Blood for clinical analysis. In this case, an increase in the level of reticulocytes will be detected, the erythrocytes themselves decrease in size. In addition, the ESR increases, and there may be a decrease in the level of platelets and leukocytes. The color index of the blood will be below normal.
To confirm the diagnosis, it will be necessary to study the proteins of erythrocyte membranes by two-dimensional electrophoresis.
It is imperative to carry out a differential diagnosis of Minkowski-Choffard anemia with autoimmune diseases. First of all, it is necessary to carefully study the family history, since Minkowski-Choffard anemia is most often inherited. In addition, sick children have certain changes in the structure of the skull. If the doctor has doubts, then the patient performs the Coombs test. When this test is negative, the diagnosis is confirmed.
Treatment of Minkowski-Shoffara anemia
Depending on the severity of the course of the disease, the methods of its medical correction will differ. During the period of remission of anemia, therapy is not carried out. During an exacerbation of the pathology, the patient must be hospitalized.
Treatment is reduced to the following activities:
When the hemoglobin level drops to 70 g/l, the patient is transfused with erythrocyte mass.
With a high level of bilirubin in the blood, albumin is administered to the patient.
To remove intoxication from the body, the patient is given infusion therapy.
Choleretic drugs can improve the patient’s well-being during a hemolytic crisis.
The severe course of Minkowski-Choffard anemia requires surgical intervention. For this, the patient’s spleen is removed.
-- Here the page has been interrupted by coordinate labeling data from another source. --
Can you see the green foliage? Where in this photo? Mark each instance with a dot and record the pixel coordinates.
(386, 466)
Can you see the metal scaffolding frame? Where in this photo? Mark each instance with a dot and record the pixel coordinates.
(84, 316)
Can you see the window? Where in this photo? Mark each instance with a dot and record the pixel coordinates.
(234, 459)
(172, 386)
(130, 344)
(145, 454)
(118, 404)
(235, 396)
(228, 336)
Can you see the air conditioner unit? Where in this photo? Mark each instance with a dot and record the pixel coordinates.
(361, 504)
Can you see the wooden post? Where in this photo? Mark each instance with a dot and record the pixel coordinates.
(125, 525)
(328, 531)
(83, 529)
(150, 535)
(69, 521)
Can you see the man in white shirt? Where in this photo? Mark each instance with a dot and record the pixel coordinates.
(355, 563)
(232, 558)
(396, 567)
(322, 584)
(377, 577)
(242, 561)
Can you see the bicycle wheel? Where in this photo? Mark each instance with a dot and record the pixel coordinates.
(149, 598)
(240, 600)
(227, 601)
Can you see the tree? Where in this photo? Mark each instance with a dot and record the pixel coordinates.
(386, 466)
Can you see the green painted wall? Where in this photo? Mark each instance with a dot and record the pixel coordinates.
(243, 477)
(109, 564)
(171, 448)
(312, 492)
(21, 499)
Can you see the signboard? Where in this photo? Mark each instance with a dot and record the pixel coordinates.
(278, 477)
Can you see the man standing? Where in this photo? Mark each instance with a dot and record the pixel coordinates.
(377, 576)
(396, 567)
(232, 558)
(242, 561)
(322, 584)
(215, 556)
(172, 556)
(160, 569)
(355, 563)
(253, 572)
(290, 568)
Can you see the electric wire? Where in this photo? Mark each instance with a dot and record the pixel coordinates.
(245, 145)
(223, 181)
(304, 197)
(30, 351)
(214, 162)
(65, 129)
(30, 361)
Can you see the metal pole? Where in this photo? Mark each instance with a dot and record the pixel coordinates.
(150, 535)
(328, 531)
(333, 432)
This will not make it possible to completely get rid of anemia, but the person’s condition improves, since the life cycle of red blood cells can be extended.
After removal of the spleen, the patient will no longer face hemolytic crises. However, this procedure is contraindicated in children under 5 years of age, since splenectomy is fatal in babies. In addition, the absence of the spleen in the body contributes to a decrease in immunity. The person becomes susceptible to various infections.
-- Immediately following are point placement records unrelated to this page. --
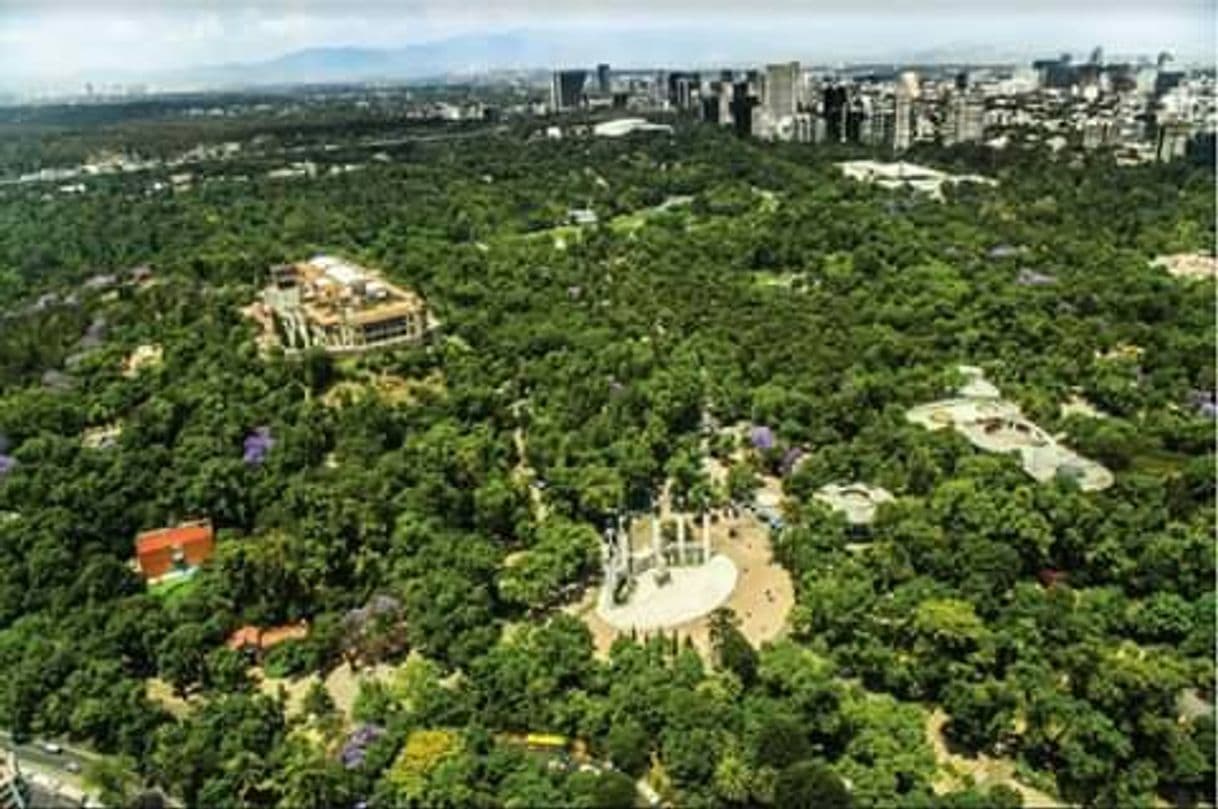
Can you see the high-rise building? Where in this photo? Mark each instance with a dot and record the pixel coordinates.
(14, 790)
(683, 89)
(725, 102)
(855, 121)
(742, 109)
(782, 87)
(966, 120)
(566, 89)
(903, 111)
(833, 109)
Another surgical method for treating anemia is endovascular occlusion. This procedure is an alternative to splenectomy. During the procedure, the patient is injected with a drug that causes an infarction of the spleen. A certain part of it does not die, but continues to function, so the patient’s condition improves, but the immunity does not fall.
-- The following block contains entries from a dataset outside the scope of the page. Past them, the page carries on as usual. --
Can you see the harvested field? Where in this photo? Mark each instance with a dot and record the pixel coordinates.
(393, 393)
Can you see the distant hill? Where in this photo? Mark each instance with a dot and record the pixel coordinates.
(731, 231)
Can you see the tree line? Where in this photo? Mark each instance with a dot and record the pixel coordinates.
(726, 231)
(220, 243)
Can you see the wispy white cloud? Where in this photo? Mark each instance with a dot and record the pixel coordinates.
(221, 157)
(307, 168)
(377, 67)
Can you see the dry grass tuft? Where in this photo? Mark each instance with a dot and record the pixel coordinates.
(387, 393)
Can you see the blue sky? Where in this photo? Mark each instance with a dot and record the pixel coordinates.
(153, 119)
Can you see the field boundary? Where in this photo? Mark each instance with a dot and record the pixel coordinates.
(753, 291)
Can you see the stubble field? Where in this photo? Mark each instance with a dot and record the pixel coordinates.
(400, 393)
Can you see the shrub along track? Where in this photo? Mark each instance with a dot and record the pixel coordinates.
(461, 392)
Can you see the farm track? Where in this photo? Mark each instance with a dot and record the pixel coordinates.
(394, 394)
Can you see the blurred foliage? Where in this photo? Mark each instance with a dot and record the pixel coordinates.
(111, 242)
If the disease proceeds easily and the patient receives high-quality and timely treatment, then the prognosis for life is favorable. Removal of the spleen avoids crises. Without surgery, the average duration of remission between hemolytic crises is 2 years.
Complications of Minkowski-Choffard anemia
In childhood, Minkowski-Choffard anemia can cause a delay in mental and physical development. Most often this is observed when the child does not receive treatment, or it is started too late.
In adulthood, the most common complication of Minkowski-Choffard anemia is cholelithiasis, which develops against the background of an increased level of bilirubin in the blood. Often, a hemolytic crisis is confused with obstructive jaundice, so the patient is not given adequate therapy. If stones are found in the patient’s gallbladder, then it is removed along with the spleen.
Preventive measures
Minkowski-Choffard anemia is a disease that is inherited, so it is impossible to prevent its development. People suffering from this pathology should be registered with a hematologist.
The probability of the birth of a child with hemolytic anemia in a sick mother is equal to 50%. Therefore, such children should be qualitatively examined from birth.